Sharma’s trajectory reflects a broader pattern in contemporary India: the collision between gig economy work and traditional aspirations for credentialed success. His years as a delivery rider occurred against a backdrop of India’s rapidly expanding logistics and food delivery sector, which has created millions of employment opportunities while simultaneously trapping many workers in cycles of precarious income and limited upward mobility. FMS Delhi, established in 1954 and consistently ranked among Asia’s top business schools, has historically drawn students from privileged backgrounds with access to expensive coaching centres and tutoring networks. Sharma’s admission signals a potential shift in this composition.
In his LinkedIn post, Sharma reflected candidly on the financial struggles and repeated setbacks that defined his journey before finally cracking the Common Admission Test (CAT), the gateway examination for India’s Indian Institutes of Management and other top business programmes. The narrative he presented was not one of overnight success but rather of sustained effort amid structural disadvantage—a reality that distinguishes his account from typical aspirational media coverage. His willingness to share specific details about the obstacles he faced has positioned his story as a counternarrative to both the uncritical celebration of the gig economy as liberatory employment and the dismissal of such work as inherently limiting.
The broader context matters here. India’s gig economy has expanded exponentially over the past decade, driven by platforms including Zomato, Swiggy, Uber, and Ola. These platforms have created employment flexibility but have simultaneously created a new precariat—workers without job security, health benefits, or predictable income. Delivery riders in particular occupy the lowest rung of the digital labour hierarchy, facing long hours, physical risk, and algorithmic management that has drawn scrutiny from labour activists and researchers. That Sharma pursued formal education while embedded in this system required exceptional determination and access to resources that many gig workers lack entirely.
Educational economists and social mobility researchers have long documented how structural barriers—including cost, geographic disadvantage, inadequate school infrastructure, and the need to work for survival—filter out talented individuals from economically marginalised backgrounds before they reach competitive examination stages. Sharma’s success does not erase these systemic barriers; rather, it highlights them through contrast. His admission to FMS Delhi represents individual achievement, but the rarity of such cases underscores how exceptional circumstances must align for workers in precarious employment to access elite educational pathways. The question that emerges is not whether individual success is possible—it clearly is—but rather what proportion of gig workers possess both the capability and the conditions necessary to replicate Sharma’s outcome.

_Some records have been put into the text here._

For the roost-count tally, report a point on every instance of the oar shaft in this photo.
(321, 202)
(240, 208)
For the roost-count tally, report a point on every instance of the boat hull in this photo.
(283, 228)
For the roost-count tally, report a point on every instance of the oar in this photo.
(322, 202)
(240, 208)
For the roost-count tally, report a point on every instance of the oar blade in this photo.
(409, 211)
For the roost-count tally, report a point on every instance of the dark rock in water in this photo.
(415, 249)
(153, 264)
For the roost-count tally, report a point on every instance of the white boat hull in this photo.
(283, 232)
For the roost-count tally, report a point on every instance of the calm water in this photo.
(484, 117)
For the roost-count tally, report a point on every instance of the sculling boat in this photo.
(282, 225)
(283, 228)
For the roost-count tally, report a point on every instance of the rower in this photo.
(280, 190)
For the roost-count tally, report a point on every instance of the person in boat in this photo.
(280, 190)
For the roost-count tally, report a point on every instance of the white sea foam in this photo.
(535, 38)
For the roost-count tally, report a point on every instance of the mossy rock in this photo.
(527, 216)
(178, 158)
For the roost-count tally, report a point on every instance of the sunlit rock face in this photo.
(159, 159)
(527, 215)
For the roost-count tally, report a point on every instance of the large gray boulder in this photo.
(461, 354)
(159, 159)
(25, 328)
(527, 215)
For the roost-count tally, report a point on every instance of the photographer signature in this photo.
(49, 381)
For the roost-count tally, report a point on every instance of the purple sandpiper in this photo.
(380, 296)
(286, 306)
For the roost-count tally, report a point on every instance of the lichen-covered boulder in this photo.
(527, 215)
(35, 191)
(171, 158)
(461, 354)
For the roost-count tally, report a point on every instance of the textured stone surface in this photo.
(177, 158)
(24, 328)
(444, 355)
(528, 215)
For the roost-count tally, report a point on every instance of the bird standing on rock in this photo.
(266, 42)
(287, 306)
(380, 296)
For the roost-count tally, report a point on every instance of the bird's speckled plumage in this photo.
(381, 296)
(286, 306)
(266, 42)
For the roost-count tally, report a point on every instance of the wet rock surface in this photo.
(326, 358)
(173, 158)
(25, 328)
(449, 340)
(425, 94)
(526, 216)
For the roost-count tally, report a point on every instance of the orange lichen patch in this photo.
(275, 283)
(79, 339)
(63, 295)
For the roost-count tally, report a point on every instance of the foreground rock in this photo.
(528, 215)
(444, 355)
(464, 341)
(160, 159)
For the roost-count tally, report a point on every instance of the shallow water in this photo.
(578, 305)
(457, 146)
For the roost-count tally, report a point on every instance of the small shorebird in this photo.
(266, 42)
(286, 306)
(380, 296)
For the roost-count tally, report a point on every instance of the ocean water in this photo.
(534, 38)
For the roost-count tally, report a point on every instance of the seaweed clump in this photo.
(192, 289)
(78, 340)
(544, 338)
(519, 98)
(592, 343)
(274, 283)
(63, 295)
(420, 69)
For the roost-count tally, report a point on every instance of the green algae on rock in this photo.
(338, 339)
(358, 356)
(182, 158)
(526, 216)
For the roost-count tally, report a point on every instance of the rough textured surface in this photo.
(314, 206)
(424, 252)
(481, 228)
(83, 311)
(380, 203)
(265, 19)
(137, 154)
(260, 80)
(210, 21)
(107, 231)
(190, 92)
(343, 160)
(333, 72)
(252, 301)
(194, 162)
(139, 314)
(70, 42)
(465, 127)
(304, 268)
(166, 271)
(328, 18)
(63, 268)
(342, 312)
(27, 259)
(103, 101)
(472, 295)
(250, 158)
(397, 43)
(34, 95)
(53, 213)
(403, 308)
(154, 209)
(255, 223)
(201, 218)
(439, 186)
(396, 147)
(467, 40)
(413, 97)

FMS Delhi’s decision to admit Sharma also reflects evolving institutional recognition of merit beyond traditional markers. Competitive examinations like CAT theoretically provide meritocratic access, removing biases based on school prestige or coaching centre attendance. However, in practice, coaching industry data reveals that students with access to premium tutoring—disproportionately concentrated among higher-income cohorts—achieve significantly higher average scores. Sharma’s admission therefore suggests that either his intrinsic aptitude substantially exceeded the norm, or that FMS Delhi is intentionally seeking to diversify its student body through holistic evaluation. Both interpretations carry implications for how elite institutions approach institutional responsibility and social legitimacy.
Looking forward, Sharma’s trajectory raises critical questions for policymakers and educators. Will his story catalyse institutional changes designed to widen access to competitive business education, or will it remain a celebrated outlier that obscures persistent inequalities? The gig economy workforce in India numbers in the tens of millions; only a minuscule fraction will transition into elite postgraduate programmes. More significantly, the narrative of individual uplift through extraordinary effort can inadvertently shift responsibility for systemic change onto individuals, obscuring the need for structural interventions—improved public education, accessible skill development programmes, and stronger labour protections for gig workers. Sharma’s success deserves recognition, but understanding it requires simultaneously acknowledging both the possibilities it reveals and the systemic constraints it exposes.